Ankara ve Moskova, Türk Akımı adı verilen yeni boru hattının teknik çalışmalarını başlattılar. Hattın Trakya’da bir geçiş merkeziyle (hub) tamamlanması öngörülüyor. Hedef 2019 ya da 2020 ve 63 milyar metreküp doğalgazın dağıtımı söz konusu…
Rusya Dışişleri Bakanı Sergey Lavrov, Türkiye ile enerji alanında stratejik bir işbirliğine girdiklerini belirterek Akkuyu nükleer santral projesini de bu kapsamda değerlendirdiklerini ifade etti.
Enerji Bakanı Taner Yıldız da, Türk Akımı’nın bir transit projesi olmayacağını ifade ederken “Belki LNG tesisleri de beraber olmak üzere bir kompakt tesis olması söz konusu. Ben bu projenin gerçekleştirilebileceğine inanıyorum” diye konuştu.
Öte yandan Mersin’de inşa edilmesi planlanan Akkuyu Nükleer Santrali’nin yapımıyla ilgili çalışmalar da devam ediyor.
Rus devlet şirketi Rosatom’un üstlendiği inşaatın 2020 yılına kadar tamamlanması ve ilk enerji ünitesinin aynı yıl devreye girmesi öngörülüyor.
Planlanan 4 ünitenin dördünün birden devreye girmesiyle yılda yaklaşık 35 milyar kilovatsaat elektrik enerjisi üretilecek. Bu miktar, Türkiye’nin şu andaki elektrik tüketiminin ancak yüzde 16’sını karşılayabilecek.
60 yıl işletme ömrü biçilen santralin toplam maliyeti 20 milyar doları bulacak.
Siyasi ilişkilerde de stratejik işbirliği mi?
Rusya Dışişleri Bakanı Sergey Lavrov, Türkiye’nin daha önce Şangay İşbirliği Örgütü ŞİÖ’ye üye olma isteğinde bulunduğunu anımsatarak, bunu olumlu karşıladıklarını bildirdi.
Lavrov, “Türkiye’nin isteği Cumhurbaşkanı Erdoğan tarafından Putin’e iletilmişti. Bu girişimin resmiyet kazanması halinde, biz de gereken desteği vereceğiz” dedi.
Doğalgazda Türk Akımı’nın gündeme getirilmesinin ardından siyasi ilişkilerde de yakınlaşmanın doğması sürpriz değil tabii.
Rusya bir adım atıyorsa Türkiye de bir adım atıyor ve iki ülke birbirine biraz daha yaklaşıyor…

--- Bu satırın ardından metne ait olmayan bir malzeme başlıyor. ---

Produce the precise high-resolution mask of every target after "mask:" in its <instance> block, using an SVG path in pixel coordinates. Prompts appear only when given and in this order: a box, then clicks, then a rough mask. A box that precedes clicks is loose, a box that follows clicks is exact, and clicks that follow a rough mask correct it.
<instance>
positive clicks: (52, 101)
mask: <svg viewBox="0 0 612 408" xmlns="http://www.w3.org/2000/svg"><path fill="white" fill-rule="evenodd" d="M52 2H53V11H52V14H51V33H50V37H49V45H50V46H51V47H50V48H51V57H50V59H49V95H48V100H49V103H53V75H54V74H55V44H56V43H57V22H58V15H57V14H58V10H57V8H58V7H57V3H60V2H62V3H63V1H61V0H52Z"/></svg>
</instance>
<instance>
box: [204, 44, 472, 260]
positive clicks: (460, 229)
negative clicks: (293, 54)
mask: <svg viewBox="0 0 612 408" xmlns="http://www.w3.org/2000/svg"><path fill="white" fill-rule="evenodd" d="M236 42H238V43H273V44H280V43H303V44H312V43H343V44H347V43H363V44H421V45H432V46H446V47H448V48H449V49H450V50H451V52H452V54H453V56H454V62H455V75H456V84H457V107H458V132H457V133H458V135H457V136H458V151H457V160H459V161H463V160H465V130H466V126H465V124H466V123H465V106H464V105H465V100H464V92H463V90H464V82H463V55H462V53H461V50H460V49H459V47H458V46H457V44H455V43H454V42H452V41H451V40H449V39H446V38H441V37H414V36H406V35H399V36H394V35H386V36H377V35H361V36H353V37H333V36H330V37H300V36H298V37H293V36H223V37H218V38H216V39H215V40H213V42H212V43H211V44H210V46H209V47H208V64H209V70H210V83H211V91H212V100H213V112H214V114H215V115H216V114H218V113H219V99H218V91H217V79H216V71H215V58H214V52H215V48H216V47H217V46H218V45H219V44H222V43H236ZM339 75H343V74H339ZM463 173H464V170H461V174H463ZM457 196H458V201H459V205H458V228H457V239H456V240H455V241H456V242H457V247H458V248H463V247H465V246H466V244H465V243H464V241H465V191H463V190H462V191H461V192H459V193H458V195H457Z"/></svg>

Moskova’da Gorçakov Vakfı… “Gelecek Adına Diyalog-2014” başlıklı bir konferans düzenlemiş vakıf. 20 kadar ülkenin temsilcilerinin katıldığı konferansta ilk kez Türkiye, Hindistan ve İran da var.
Lavrov konuşurken, bunun altını özellikle çiziyor ve Gorçakov Vakfı’nın yeni katılımcılarla genişlemesinden memnuniyetini dile getiriyor.
Suriye politikasında da yakınlaşma var mı?
Erdoğan ve Putin’in Ankara’daki ortak basın toplantısında Suriye lideri Esad’ın durumu konusunda tam bir anlaşmazlık içinde oldukları görülmüştü.
Ne var ki, Rusya’nın Sesi’nin, Putin’in ziyaretini izleyen gazetecilerden derlediği bilgiler “kapalı kapılar ardındaki görüşmelerin o kadar da gergin geçmediği” yönünde.
Örneğin, Suriye yönetimi ile muhalefetinin Moskova’da bir araya getirilmesine ilişkin Putin’in önerisine Ankara kapıyı kapatmamış.
Öte yandan Ankara’nın İran-Türkiye-Rusya üçlüsü olarak Suriye sorununu masaya yatırma önerisine de Putin kapıyı kapatmamış.
Yani her iki taraf da birbirlerinin Suriye sorununa yaklaşım tarzlarına saygılı ve duyarlı tutum almış.
Putin’in temaslarının arkasından AB yönetimiyle İngiltere ve İtalya başbakanlarının Ankara ziyaretleri, bu durumda, daha bir anlam kazanıyor.